2026-04-12 14:30:00 tecs2d.gfx.mesh ERROR: No render pipeline found in world resources
2026-04-12 14:30:00 mySystem INFO: entity 42 spawned at (100, 200)

Logger caching

getLogger returns the same logger instance for a given name. Names are used verbatim and are case-sensitive. Calling it repeatedly is essentially free (a table lookup), though best practice is to create a variable for a logger in each module that needs logging.

You can do this:

teal
-- These return the same object:
local a = logging.getLogger("physics")
local b = logging.getLogger("physics")
assert(a == b)

But you should do this:

teal
local LOGGER <const> = logging.getLogger("physics")

Module properties

PropertyDefaultDescription
level"INFO"The active log level (read only)
sinkio.stderrThe output file handle (read only)
dateFormat"%Y-%m-%d %H:%M:%S "The strftime format passed to os.date

Performance

An enabled log call measures at ~29 ns/call on LuaJIT 2.1 with a null sink on an Apple M1 (logger:info("loaded %d entities", n)). Real I/O adds its own cost on top; in practice io.stderr writes will dominate. Disabled levels have effectively no overhead: the method slot is replaced with a no-op function, avoiding branching, formatting, and timestamp lookup.

What makes it fast
  1. Shared writers, per-logger state.
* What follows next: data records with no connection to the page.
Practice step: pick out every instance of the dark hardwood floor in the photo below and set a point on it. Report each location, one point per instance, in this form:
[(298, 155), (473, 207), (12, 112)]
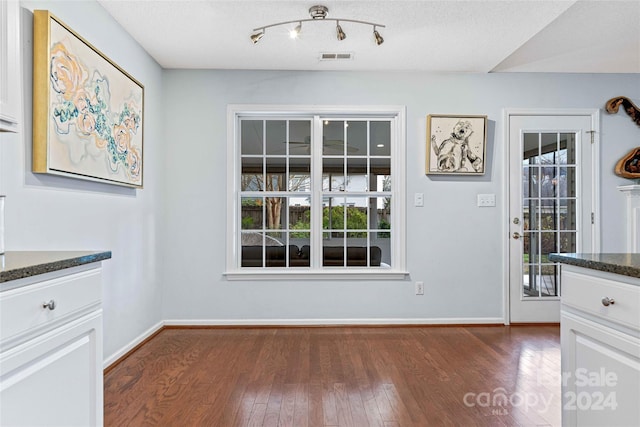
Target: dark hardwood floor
[(360, 376)]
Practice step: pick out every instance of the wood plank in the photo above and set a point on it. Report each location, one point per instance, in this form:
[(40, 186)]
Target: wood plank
[(378, 376)]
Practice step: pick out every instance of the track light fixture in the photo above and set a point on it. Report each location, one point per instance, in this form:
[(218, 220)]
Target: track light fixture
[(296, 31), (339, 33), (318, 13), (377, 36), (255, 38)]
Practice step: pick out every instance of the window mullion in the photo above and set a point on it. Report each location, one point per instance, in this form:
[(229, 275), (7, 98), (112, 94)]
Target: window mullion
[(316, 193)]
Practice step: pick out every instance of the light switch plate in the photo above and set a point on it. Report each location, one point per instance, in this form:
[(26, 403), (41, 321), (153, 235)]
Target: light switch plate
[(486, 200)]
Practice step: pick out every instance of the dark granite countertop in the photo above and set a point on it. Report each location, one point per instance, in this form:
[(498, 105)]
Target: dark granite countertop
[(626, 264), (18, 265)]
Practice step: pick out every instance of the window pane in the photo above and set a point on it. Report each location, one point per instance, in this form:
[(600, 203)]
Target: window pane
[(567, 149), (531, 149), (568, 214), (380, 138), (380, 217), (252, 250), (567, 182), (549, 148), (252, 213), (530, 210), (380, 247), (252, 178), (251, 136), (300, 174), (299, 214), (333, 213), (276, 137), (301, 257), (530, 181), (380, 170), (333, 141), (333, 255), (357, 218), (356, 138), (276, 167), (568, 243), (357, 179), (333, 174), (300, 137), (275, 211)]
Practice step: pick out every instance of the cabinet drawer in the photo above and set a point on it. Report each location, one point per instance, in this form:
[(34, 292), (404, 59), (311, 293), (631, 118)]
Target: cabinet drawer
[(22, 309), (586, 293)]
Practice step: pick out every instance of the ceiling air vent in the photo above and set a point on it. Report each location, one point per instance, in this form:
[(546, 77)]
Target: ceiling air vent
[(332, 56)]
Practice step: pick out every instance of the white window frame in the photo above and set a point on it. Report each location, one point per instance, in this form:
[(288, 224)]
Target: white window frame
[(398, 188)]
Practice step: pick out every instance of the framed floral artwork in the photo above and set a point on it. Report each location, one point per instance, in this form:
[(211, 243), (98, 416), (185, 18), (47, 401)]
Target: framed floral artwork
[(456, 144), (87, 111)]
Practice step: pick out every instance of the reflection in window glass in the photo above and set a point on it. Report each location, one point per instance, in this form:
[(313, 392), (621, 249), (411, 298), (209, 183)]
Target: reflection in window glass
[(380, 143), (356, 138), (277, 197), (251, 137), (276, 137), (333, 138)]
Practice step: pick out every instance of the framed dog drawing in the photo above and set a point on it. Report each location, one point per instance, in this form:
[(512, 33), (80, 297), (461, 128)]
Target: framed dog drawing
[(456, 145)]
All loggers of a given level point at the same function object, and all per-logger state (sink, format, prefix) lives on the logger table. Call sites stay monomorphic no matter how many loggers rotate through them, so LuaJIT specializes a single trace.
  2. Per-second date cache. The default dateFormat is seconds-resolution, so a naive os.date call per log would allocate a fresh string every time (~500 ns, dominating the cost). The module caches the formatted timestamp once per wall-clock second, keyed on ffi.C.time (JIT-traceable; os.time is not). Effectively all enabled logs within a given second share one allocation.